The Flexner report demonstrated the discrepancy between the progress that had been made in medical science and the backward state of medical education. The smaller schools were the hardest hit by the report. Many of them claimed to be research oriented but the Flexner report contradicted their claims. A large number of smaller medical schools which were run for profit, could not afford to invest in expanded research facilities. The impact of the report caused the closure of these schools because they could no longer produce certifiable graduates. The consolidation of medical schools was accompanied by a reduction in graduates and a standardization of medical education.32

However, the consolidation of medical schools brought about by the changing structure of the American medical establishment had a negative impact on women, minorities, and those who could not afford to pay the rising cost of a medical education.
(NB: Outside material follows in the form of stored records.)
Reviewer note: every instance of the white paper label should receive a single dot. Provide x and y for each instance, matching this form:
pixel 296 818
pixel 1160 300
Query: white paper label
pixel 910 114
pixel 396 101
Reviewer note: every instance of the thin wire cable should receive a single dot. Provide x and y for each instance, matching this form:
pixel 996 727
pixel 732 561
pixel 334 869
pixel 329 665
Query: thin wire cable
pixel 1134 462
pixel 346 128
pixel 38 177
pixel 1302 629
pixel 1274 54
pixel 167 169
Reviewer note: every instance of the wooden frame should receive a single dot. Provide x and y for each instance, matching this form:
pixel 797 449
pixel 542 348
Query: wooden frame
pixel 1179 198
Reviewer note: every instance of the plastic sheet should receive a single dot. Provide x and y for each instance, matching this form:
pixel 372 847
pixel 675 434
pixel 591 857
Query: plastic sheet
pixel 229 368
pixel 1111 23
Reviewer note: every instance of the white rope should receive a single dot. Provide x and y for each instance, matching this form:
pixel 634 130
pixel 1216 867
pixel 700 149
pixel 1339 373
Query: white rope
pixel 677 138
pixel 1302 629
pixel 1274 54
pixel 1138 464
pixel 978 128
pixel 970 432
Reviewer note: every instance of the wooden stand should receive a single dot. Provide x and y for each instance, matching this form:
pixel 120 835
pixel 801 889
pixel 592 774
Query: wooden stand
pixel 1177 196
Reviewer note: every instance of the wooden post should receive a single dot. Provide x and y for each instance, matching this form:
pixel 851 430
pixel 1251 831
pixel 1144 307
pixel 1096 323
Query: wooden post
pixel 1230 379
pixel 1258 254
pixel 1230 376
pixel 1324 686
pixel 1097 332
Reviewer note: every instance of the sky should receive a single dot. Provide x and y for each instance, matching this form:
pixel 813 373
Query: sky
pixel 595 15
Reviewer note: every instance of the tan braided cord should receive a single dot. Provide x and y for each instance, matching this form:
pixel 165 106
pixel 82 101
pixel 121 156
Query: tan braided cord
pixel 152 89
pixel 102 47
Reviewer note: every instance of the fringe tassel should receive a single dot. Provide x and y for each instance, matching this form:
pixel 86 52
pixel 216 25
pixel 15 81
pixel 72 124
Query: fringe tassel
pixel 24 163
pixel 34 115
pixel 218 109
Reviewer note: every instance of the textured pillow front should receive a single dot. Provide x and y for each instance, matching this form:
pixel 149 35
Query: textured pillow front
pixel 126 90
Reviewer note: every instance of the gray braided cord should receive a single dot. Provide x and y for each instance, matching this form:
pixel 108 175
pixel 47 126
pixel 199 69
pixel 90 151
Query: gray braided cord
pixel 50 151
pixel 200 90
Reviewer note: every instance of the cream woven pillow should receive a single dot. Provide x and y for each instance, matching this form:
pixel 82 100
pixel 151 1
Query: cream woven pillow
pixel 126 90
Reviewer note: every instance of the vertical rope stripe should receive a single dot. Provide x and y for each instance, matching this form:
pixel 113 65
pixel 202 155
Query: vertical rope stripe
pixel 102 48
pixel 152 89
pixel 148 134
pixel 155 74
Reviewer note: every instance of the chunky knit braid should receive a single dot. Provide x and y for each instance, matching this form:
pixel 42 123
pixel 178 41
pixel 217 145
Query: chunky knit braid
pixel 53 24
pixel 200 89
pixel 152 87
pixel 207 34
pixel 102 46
Only those with the necessarily large financial resources could pay for medical school and the new preparatory education necessary for acceptance into a medical school. Many schools, which had previously accepted women and minorities, could not afford to make the necessary changes to become more scientifically credible. Policies were adopted that discriminated against Jews, women, and African-Americans in many of the surviving schools. As a result, medicine became an increasingly elite upper class, white male dominated profession.33

Many philanthropic foundations began donating heavily to the remaining medical institutions which followed a program of research-oriented, academic medicine exemplified by the Johns Hopkins University. The AMA's support of medical education reform combined with the flow of capital to these institutions made them dominate the profession. By the 1920s, this shift in the American medical establishment focused resources on the basic science aspects of medicine such as physiology, cell biology, and anatomy. Expanded research facilities and full-time clinical research positions existed at nearly all medical schools. Patient care was no longer the primary focus of a medical education. Young doctors were trained to be both scientists and care givers. Scientific research received a new prestige which had not been seen before in American medicine which transformed the climate in which physicians practiced.34

The impact of the changes in medicine led to increased professional authority. The rise of income and status of physicians in this period was linked not only to medicine's reorganization but to the widespread cultural acceptance of this privileged role of the doctor. Paul Starr sees these changes as resulting from the, "widespread support, which they received because of complex changes overtaking the entire society, physicians were able to see social interests defined so as to conform with their own. This was the essence of their achievement."35 The medical establishment positioned itself to have a near monopoly on matters of health in America.